Editorial | Julián Melgosa

Além do labirinto:

princípios para a educação adventista em um mundo em mudança

Há alguns anos, um amigo me presenteou com um livro intitulado Quem mexeu no meu queijo?, de Spencer Johnson, MD.1 O livro é uma parábola sobre quatro pequenos personagens: dois ratos e dois homens pequenos. A primeira dupla agia como ratos, e a segunda, embora fossem do tamanho de ratos, agia como pessoas. Todos viviam juntos em um enorme labirinto e passavam a maior parte do dia procurando o que mais queriam: queijo. Os ratos seguiam comportamentos simples, procurar queijo e comê-lo. Os pequenos humanos eram mais ambiciosos e procuravam por um queijo melhor e maior. Finalmente, os homenzinhos encontraram uma reserva abundante de queijo e pensaram que seria sua fonte de satisfação para sempre. Então, eles trabalharam cada vez menos e se tornaram arrogantes por causa de seu sucesso, tanto que não calcularam o que estava por vir. Um dia, quando os ratos e os homenzinhos chegaram à sua casa de queijos, ficaram consternados ao descobrir que não havia mais queijo. Os ratos, percebendo que isso era uma possibilidade, procuraram por mais queijo. Os homenzinhos, no entanto, estavam com raiva porque alguém havia mexido no queijo e se viram presos em um ciclo de culpa e inércia.

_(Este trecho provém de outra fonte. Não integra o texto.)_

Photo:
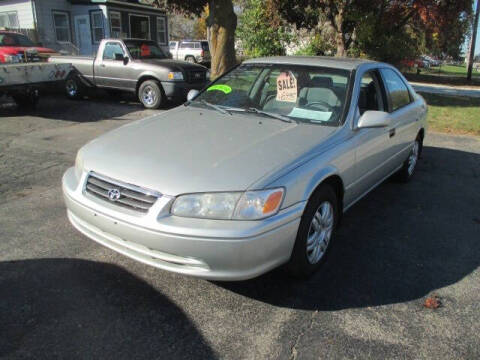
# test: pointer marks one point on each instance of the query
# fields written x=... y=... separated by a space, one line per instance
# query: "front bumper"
x=210 y=249
x=177 y=91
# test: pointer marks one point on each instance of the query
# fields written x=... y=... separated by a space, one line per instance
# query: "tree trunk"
x=222 y=23
x=471 y=54
x=339 y=35
x=341 y=51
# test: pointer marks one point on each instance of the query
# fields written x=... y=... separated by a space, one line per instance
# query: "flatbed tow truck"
x=24 y=81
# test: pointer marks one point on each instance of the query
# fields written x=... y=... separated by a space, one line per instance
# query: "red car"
x=15 y=46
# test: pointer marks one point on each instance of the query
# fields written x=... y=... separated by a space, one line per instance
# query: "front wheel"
x=150 y=94
x=315 y=233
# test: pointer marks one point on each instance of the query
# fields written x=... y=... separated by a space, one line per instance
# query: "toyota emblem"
x=114 y=194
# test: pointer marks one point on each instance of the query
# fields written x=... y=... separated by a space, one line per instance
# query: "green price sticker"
x=223 y=88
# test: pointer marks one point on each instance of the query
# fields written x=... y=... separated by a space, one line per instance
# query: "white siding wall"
x=23 y=9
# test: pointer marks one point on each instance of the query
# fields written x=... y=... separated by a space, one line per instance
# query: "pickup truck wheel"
x=315 y=233
x=73 y=87
x=150 y=94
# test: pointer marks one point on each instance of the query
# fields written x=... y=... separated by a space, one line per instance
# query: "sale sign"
x=286 y=87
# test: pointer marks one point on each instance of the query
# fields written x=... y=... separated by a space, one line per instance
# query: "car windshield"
x=15 y=40
x=307 y=94
x=144 y=50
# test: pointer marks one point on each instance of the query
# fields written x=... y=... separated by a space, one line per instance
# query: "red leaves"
x=432 y=302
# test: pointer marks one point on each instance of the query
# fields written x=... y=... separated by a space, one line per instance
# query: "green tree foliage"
x=262 y=31
x=387 y=30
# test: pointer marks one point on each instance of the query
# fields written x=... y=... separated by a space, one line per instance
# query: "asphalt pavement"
x=64 y=296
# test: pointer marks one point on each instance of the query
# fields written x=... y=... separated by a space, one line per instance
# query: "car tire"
x=74 y=88
x=150 y=94
x=410 y=164
x=315 y=233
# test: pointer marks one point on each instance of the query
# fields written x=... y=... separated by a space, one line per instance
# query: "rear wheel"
x=409 y=166
x=73 y=87
x=315 y=233
x=151 y=94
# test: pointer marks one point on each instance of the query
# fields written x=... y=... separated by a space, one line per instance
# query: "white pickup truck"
x=24 y=81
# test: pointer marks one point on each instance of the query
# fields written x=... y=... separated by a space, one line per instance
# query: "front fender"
x=318 y=178
x=158 y=75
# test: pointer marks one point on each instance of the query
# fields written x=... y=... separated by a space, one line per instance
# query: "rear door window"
x=397 y=91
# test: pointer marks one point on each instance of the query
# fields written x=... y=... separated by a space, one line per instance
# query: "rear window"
x=15 y=40
x=396 y=88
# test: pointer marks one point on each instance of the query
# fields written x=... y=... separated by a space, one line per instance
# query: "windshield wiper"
x=266 y=113
x=269 y=114
x=215 y=107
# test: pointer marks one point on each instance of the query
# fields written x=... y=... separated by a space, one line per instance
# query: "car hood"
x=188 y=150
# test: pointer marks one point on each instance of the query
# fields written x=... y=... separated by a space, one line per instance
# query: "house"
x=77 y=26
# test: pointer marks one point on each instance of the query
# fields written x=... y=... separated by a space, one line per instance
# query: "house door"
x=84 y=37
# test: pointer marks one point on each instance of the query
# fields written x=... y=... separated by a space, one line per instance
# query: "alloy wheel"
x=320 y=232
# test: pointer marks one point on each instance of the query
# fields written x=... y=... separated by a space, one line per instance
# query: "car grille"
x=196 y=76
x=121 y=194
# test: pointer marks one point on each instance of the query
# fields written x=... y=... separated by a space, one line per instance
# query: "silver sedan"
x=253 y=172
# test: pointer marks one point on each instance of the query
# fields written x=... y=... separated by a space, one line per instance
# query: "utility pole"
x=472 y=44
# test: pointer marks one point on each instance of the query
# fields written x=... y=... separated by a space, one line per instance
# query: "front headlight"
x=177 y=75
x=250 y=205
x=78 y=165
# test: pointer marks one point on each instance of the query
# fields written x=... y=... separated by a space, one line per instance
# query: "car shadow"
x=97 y=105
x=70 y=308
x=398 y=244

Essa parábola é sobre mudança e nossa resistência a ela ou incapacidade de enfrentá-la. Podemos viver confortavelmente por um tempo sem perceber que a mudança está se aproximando e, assim, ela nos pega despreparados.

O que fazemos com a mudança na educação? A educação adventista remonta ao século 19. Podemos aplicar seus princípios no século 21?2 Acredito que a resposta seja “sim”, desde que nos apeguemos à filosofia essencial, não nos atenhamos aos detalhes e estejamos prontos para mudar e nos adaptar. Veja, por exemplo, as escolas dos profetas. Ellen G. White, a maior defensora da ideologia educacional adventista, tirou princípios básicos de educação dessas instituições. A mensagem de que nossas escolas “deveriam tornar-se cada vez mais parecidas com as escolas dos profetas”3 aparece repetidamente.4 O que eram as escolas dos profetas? Essas escolas preparavam indivíduos para o serviço. Em seu livro Educação, White explicou que essas escolas não eram para futuros profetas, mas para futuros professores, aqueles chamados para instruir as pessoas nas obras e nos caminhos de Deus. É por isso que Samuel, sob a orientação do Senhor, estabeleceu essas escolas para “servir como uma barreira contra a corrupção prevalecente, a fim de prover à necessidade intelectual e espiritual da juventude”.5 Samuel fundou duas dessas escolas, uma em Ramá e outra em Quiriate-Jearim. Outras foram adicionadas mais tarde.6 A Bíblia chama aqueles que frequentaram essas escolas de “os filhos dos profetas” ou “a companhia dos profetas”7 nos primeiros capítulos de 2 Reis.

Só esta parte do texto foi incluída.